Enhanced deep learning model for predicting hydraulic performance in recycled porous pipe irrigation systems.
Mohamed Ahmed Moustafa, Ahmed Amin, Zaharaddeen Aminu Bello, Khaled A M Ali, Hassan A A Sayed, Yasser Kamal Osman, Sherouk Hassan, Muhammad Aurangzaib, Mostafa H Fayed
Abstract
Open AccessThis study evaluates the hydraulic performance of irrigation systems using recycled porous pipes and the predictive modeling capabilities of deep learning algorithms for discharge rates, comparing Type A (recycled rubber-polyethylene blend) and Type B (recycled rubber only). Laboratory experiments measured discharge rates, coefficient of variation (CV), and emission uniformity (EU) across pressures (20-80 kPa) and pipe lengths (3-9 m). Results showed strong discharge-pressure correlations (R2 = 0.95-0.97). Type B achieved superior performance at 80 kPa, with lower CV (8.80%) and higher EU (87.25%) versus Type A (CV = 9.54%, EU = 84.60%), indicating enhanced flow efficiency.
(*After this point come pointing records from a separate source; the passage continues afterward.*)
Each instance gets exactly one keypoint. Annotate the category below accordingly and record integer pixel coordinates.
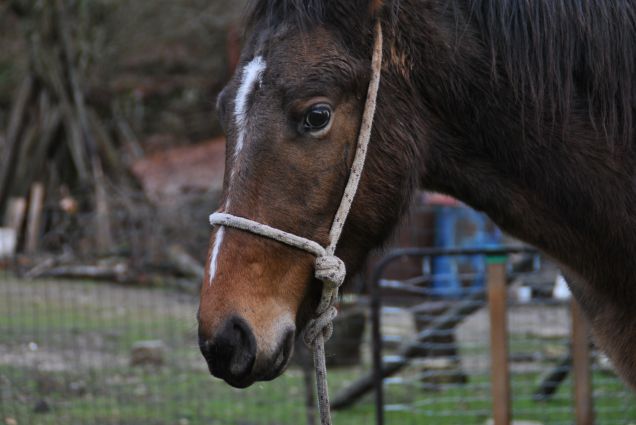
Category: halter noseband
(328, 268)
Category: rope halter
(328, 268)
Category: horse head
(292, 113)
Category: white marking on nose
(252, 74)
(218, 240)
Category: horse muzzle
(233, 355)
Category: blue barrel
(461, 227)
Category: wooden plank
(34, 221)
(500, 373)
(582, 379)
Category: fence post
(582, 378)
(376, 354)
(500, 374)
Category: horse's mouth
(259, 371)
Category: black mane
(554, 52)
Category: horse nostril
(231, 354)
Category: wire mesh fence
(88, 352)
(444, 373)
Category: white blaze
(250, 76)
(218, 240)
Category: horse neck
(481, 142)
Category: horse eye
(317, 118)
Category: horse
(522, 110)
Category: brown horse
(521, 109)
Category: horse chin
(266, 369)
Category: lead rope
(328, 268)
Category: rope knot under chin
(331, 271)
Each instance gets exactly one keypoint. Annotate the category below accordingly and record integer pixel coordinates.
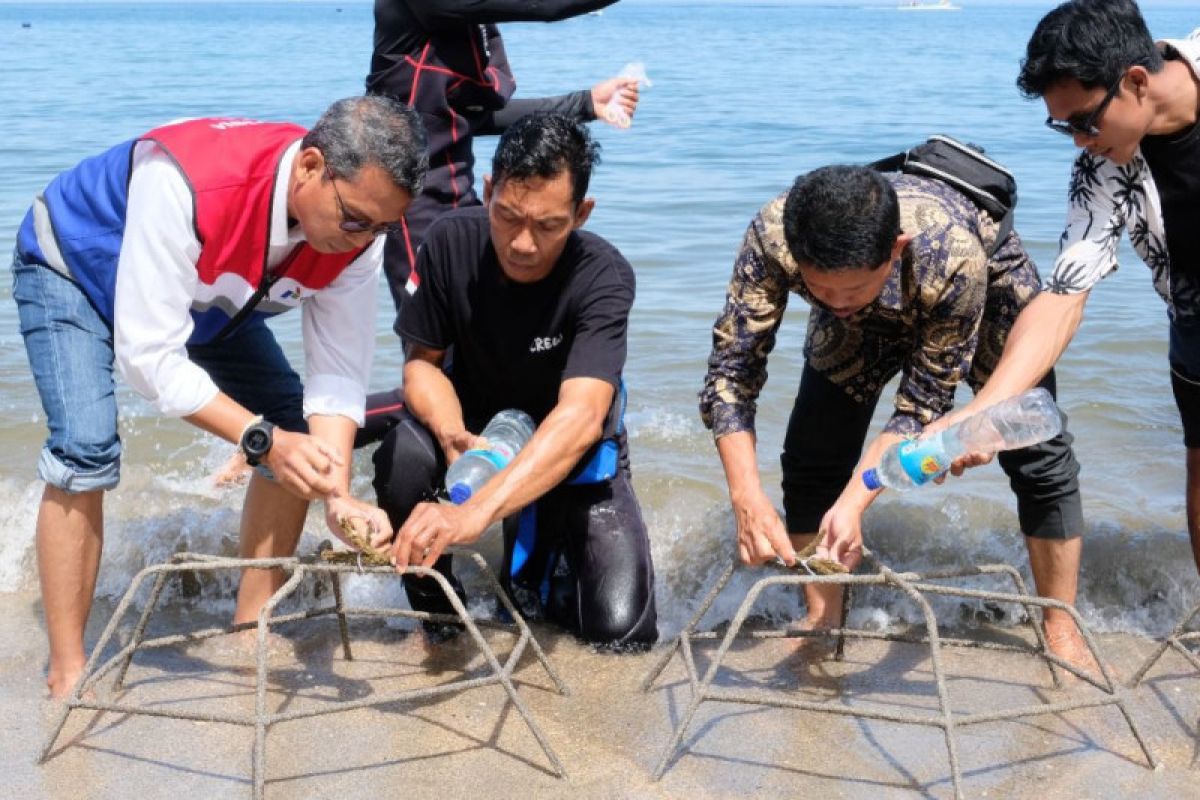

Statistical analysis confirmed significant differences (p < 0.05) between pipe types. Four deep learning models-Enhanced Multilayer Perceptron (MLP), Long Short-Term Memory (LSTM), Deep Neural Network (DNN), and Artificial Neural Network (ANN)-were developed to predict discharge rates based on pressure, pipe length, and material type. Synthetic data augmentation (GANs) was used to overcome limited experimental samples.The Enhanced MLP mode achieved the highest predictive accuracy (R2 = 0.9891, RMSE = 0.2762), outperforming all other models.This integration of hydraulic evaluation and AI modeling supports real-time irrigation scheduling, enhances water efficiency in water-scarce regions, and highlights the critical influence of material choice.